Por suerte, las conexiones entre ambas ciudades han avanzado hasta el punto de tardar apenas dos horas y cuarto viajando en los trenes de alta velocidad y algo más de una hora si decidimos coger el avión. Este punto a favor podría hacer pensarse la idea de buscar otros rumbos en la vida diaria y elegir un nuevo lugar de residencia que suponga mayor confortabilidad para el trabajador y su familia.

Nadie va a poner en duda todas las ventajas que ofrece una ciudad como Madrid, pero entre la población siempre hay una cierta inclinación en buscar lugares más tranquilos y huir del bullicio y el estrés que supone la capital. Los madrileños pueden y deben estar acostumbrados al día a día en una de las grandes urbes, pero quizá alguien que proceda de ciudades o municipios con mucha menos población podría sentirse desbordado.

Con todos estos puntos a favor y en contra, ¿es necesario marchar de la capital y emprender nuevos horizontes descubriendo una ciudad como Málaga? La respuesta es sencilla: ven y descubre qué puede ofrecerte el epicentro cultural y turístico de la Costa del Sol. Málaga copa las encuestas de mayor calidad de vida, colocándose entre las diez ciudades europeas que más alto puntúa, según el Eurobarómetro de la Comisión Europea. Por otro lado, no echarás de menos el ambiente en la calle porque es una ciudad muy viva –que no estresante– con multitud de ofertas de ocio, centros comerciales y lugares temáticos que harán las delicias de los más pequeños de la casa.

Otro valor a tener en cuenta es el precio de la vivienda. Por ejemplo, el precio de los alquileres en la ciudad madrileña es significativamente más alto, antojándose muy difícil encontrar un piso que esté a la altura por menos de 700 u 800 euros al mes.

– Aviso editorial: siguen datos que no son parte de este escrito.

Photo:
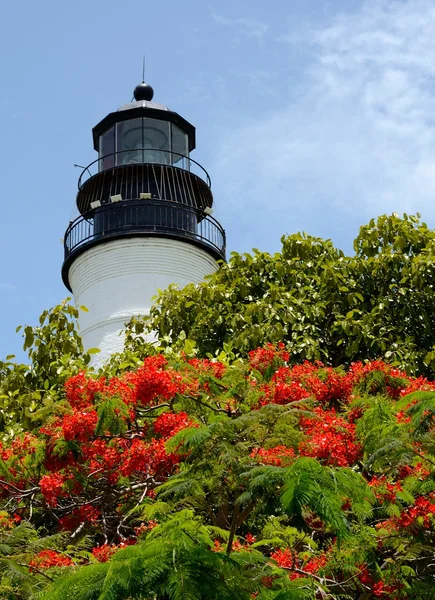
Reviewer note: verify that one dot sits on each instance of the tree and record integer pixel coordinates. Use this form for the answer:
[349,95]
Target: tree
[324,305]
[197,478]
[55,352]
[252,473]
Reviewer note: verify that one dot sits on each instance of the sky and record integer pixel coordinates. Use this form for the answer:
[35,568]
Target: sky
[311,116]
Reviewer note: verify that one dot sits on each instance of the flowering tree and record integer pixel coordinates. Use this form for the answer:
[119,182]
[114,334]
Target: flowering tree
[202,479]
[324,305]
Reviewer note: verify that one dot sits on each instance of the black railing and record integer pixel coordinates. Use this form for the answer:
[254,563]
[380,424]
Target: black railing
[150,217]
[143,156]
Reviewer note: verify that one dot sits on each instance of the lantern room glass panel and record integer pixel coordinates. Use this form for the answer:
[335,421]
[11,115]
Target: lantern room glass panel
[107,149]
[179,147]
[129,142]
[156,141]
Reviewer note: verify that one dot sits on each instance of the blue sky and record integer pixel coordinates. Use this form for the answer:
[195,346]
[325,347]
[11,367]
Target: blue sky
[311,115]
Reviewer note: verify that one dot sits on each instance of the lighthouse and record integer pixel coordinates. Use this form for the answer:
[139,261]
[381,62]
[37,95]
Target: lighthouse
[145,219]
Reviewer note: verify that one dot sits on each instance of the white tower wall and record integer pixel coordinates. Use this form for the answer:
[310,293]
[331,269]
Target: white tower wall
[118,279]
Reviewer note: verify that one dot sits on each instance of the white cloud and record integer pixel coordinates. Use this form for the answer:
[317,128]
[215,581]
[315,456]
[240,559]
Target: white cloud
[357,140]
[244,25]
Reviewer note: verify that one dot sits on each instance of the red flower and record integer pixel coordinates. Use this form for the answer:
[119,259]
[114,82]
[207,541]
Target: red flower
[51,487]
[47,559]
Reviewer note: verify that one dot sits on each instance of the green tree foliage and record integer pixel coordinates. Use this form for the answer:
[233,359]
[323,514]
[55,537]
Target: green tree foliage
[322,304]
[55,352]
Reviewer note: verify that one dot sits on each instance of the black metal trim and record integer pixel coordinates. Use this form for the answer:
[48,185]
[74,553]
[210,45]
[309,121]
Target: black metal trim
[209,234]
[142,111]
[102,158]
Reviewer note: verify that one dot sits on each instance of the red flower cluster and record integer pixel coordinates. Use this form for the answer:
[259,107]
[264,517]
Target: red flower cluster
[420,515]
[330,438]
[47,559]
[268,356]
[384,490]
[326,385]
[104,553]
[51,487]
[287,559]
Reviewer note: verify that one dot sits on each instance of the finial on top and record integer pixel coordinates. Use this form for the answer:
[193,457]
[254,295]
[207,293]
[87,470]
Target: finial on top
[143,91]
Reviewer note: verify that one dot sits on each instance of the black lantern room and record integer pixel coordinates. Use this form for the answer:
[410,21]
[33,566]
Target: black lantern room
[143,182]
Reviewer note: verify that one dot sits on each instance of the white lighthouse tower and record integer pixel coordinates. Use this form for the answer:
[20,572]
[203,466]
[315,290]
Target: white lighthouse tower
[145,219]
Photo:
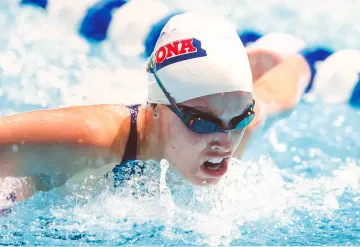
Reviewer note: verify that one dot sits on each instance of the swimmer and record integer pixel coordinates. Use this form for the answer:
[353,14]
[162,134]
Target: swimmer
[201,99]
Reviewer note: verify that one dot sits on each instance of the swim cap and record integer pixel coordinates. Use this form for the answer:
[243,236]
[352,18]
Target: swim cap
[198,54]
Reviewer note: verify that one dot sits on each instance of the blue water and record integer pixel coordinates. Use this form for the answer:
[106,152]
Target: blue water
[299,183]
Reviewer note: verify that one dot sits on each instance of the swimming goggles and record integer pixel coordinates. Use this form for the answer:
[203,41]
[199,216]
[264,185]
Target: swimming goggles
[200,122]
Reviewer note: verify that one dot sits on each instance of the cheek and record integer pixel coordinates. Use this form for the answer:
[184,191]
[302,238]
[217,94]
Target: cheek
[236,137]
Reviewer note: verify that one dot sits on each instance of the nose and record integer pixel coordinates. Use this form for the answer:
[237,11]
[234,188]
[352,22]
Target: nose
[222,142]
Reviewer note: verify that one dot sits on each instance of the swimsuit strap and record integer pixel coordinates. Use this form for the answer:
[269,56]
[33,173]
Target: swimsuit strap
[131,146]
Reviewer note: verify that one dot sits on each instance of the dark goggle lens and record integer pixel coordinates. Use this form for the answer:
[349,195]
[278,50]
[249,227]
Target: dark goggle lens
[202,125]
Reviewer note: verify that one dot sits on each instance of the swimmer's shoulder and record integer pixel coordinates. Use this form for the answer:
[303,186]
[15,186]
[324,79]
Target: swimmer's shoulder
[103,125]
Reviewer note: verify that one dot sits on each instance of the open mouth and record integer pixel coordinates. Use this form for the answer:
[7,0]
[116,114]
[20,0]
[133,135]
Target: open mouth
[215,167]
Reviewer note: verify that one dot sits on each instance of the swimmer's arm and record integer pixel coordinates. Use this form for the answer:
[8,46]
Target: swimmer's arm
[57,144]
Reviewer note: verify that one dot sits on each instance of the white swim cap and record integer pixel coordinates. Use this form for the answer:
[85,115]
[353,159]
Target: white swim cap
[198,54]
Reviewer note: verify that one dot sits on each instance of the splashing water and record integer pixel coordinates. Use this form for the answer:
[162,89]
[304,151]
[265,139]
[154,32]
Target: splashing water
[299,183]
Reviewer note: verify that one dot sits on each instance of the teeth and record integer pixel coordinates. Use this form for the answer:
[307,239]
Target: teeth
[216,160]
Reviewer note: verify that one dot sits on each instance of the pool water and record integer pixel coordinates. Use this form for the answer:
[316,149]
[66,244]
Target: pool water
[299,183]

Otro punto interesante es el de las distancias a recorrer. ¿Quién no ha oído hablar de los diferentes autobuses, trenes de cercanías o líneas de metro que debe coger un empleado para acudir a su puesto de trabajo en la capital? Las grandes distancias existentes son un verdadero hándicap que puede hacerte perder mucho tiempo al día. Málaga es una ciudad mucho más pequeña –y también dispone de una flota de transporte público a la altura para llevarte de un lugar a otro en poco tiempo–.

Si te encuentras en la situación de decidir si mantener tu lugar de residencia en Madrid o ir hasta Málaga con tu familia –o adquirir en Málaga una segunda vivienda para pasar los días de trabajo–, la mejor decisión es venir unos días y conocer la ciudad. Será la mejor forma de convencerte.